Object detection is a fundamental computer vision task that simultaneously predicts the category and localization of the targets of interest. Recently one-stage (also termed "dense") detectors have gained much attention over two-stage ones due to their simple pipeline and friendly application to end devices. Dense object detectors basically formulate object detection as dense classification and localization (i.e., bounding box regression). The classification is usually optimized by Focal Loss and the box location is commonly learned under Dirac delta distribution. A recent trend for dense detectors is to introduce an individual prediction branch to estimate the quality of localization, which facilitates the classification to improve detection performance. This paper delves into the representations of the above three fundamental elements: quality estimation, classification and localization. Three problems are discovered in existing practices, including (1) the inconsistent usage of the quality estimation and classification between training and inference, (2) the inflexible Dirac delta distribution for localization, and (3) the deficient and implicit guidance for accurate quality estimation. To address these problems, we design new representations for these elements.

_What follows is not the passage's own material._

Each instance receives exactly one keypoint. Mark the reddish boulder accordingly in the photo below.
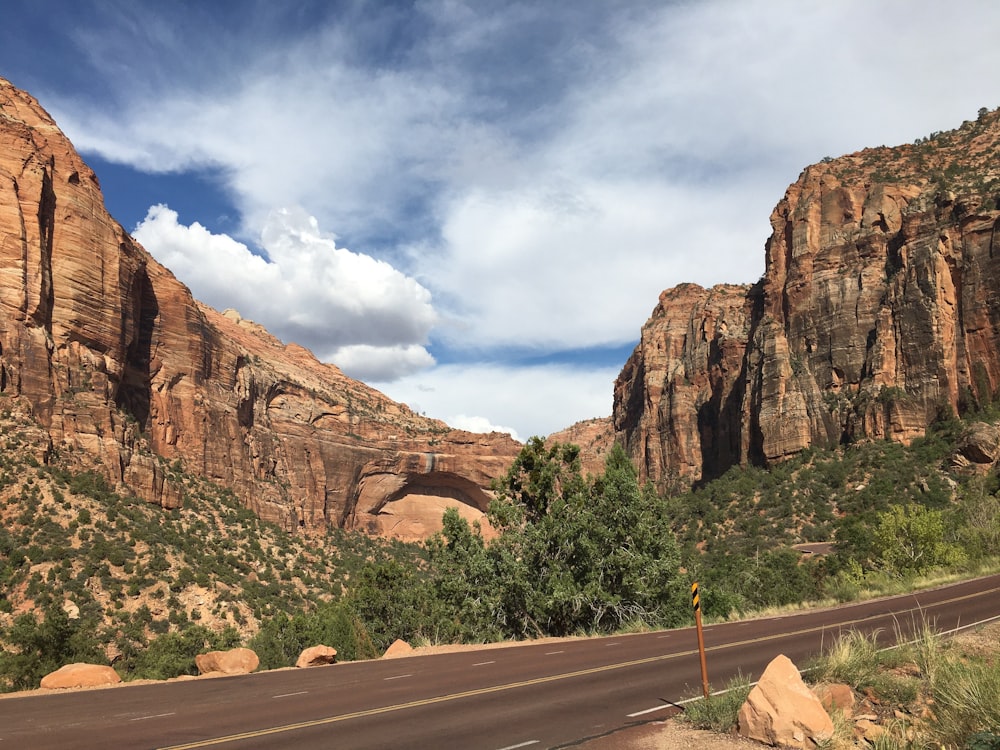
(782, 711)
(234, 661)
(316, 656)
(80, 675)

Specifically, we merge the quality estimation into the class prediction vector to form a joint representation, use a vector to represent arbitrary distribution of box locations, and extract discriminant feature descriptors from the distribution vector for more reliable quality estimation. The improved representations eliminate the inconsistency risk and accurately depict the flexible distribution in real data, but contain continuous labels, which is beyond the scope of Focal Loss. We then propose Generalized Focal Loss (GFocal) that generalizes Focal Loss from its discrete form to the continuous version for successful optimization. Extensive experiments demonstrate the effectiveness of our method, without sacrificing the efficiency both in training and inference. Based on GFocal, we construct a considerably fast and lightweight detector termed NanoDet under mobile settings, which is 1.8 AP higher, 2x faster and 6x smaller than scaled YoloV4-Tiny.

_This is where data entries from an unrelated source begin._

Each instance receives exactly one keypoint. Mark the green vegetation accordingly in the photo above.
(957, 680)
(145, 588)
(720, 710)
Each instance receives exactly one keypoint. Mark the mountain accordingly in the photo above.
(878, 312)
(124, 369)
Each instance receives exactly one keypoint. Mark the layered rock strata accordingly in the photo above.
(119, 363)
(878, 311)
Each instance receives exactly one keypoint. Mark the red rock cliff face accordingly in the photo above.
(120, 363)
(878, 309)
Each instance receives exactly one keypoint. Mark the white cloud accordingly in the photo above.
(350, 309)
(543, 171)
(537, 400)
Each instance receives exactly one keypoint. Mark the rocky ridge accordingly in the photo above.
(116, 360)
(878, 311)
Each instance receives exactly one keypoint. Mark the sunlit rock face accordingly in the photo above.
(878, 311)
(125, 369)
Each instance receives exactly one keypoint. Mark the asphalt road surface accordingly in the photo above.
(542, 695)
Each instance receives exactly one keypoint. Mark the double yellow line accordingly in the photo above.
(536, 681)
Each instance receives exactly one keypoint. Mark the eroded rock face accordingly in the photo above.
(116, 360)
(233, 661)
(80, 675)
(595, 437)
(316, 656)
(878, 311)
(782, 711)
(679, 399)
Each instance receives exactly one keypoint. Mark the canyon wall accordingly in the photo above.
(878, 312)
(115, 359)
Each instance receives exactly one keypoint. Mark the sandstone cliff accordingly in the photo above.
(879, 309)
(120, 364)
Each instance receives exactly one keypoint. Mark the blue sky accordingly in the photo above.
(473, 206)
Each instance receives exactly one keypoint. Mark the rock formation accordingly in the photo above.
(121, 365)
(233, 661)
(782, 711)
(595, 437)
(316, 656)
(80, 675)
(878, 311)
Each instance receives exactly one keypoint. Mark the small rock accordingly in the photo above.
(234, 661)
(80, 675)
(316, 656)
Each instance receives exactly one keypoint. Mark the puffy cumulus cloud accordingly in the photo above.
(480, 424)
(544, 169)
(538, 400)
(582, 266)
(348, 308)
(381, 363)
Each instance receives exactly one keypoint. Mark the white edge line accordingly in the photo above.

目标检测是计算机视觉中的一项基本任务,它可以同时预测感兴趣目标的类别和位置。最近,由于其简单的流水线和对终端设备的友好应用,一阶段(也称为“密集型”)检测器受到了广泛关注,而两阶段检测器则相形见绌。密集目标检测器基本上将目标检测表述为密集分类和定位(即边界框回归)。分类通常通过焦点损失进行优化,而框位置通常根据狄拉克δ分布进行学习。密集型检测器的一个最新趋势是引入单独的预测分支来估计定位质量,这有助于分类提高检测性能。本文深入研究了上述三个基本要素的表示方法:质量估计、分类和定位。在现有实践中发现了三个问题,包括(1)在训练和推理中,质量估计和分类的使用不一致,(2)定位的狄拉克δ分布缺乏灵活性,(3)准确质量估计的指导不足且隐含。为了解决这些问题,我们为这些元素设计了新的表示方法。具体来说,我们将质量估计合并到类预测向量中,形成一个联合表示,使用向量来表示框位置的任意分布,并从分布向量中提取鉴别特征描述符,以进行更可靠的质量估计。改进的表示方法消除了不一致的风险,准确地描述了真实数据中的灵活分布,但包含连续标签,这超出了焦点损失的范围。然后,我们提出了广义焦点损失(GFocal),它将焦点损失从离散形式推广到连续形式,以便成功优化。广泛的实验证明了我们方法的有效性,同时在训练和推理效率方面都没有牺牲。基于 GFocal,我们在移动设置下构建了一个相当快速和轻量级的检测器 NanoDet,它比缩放后的 YoloV4-Tiny 高 1.8 AP,快 2 倍,小 6 倍。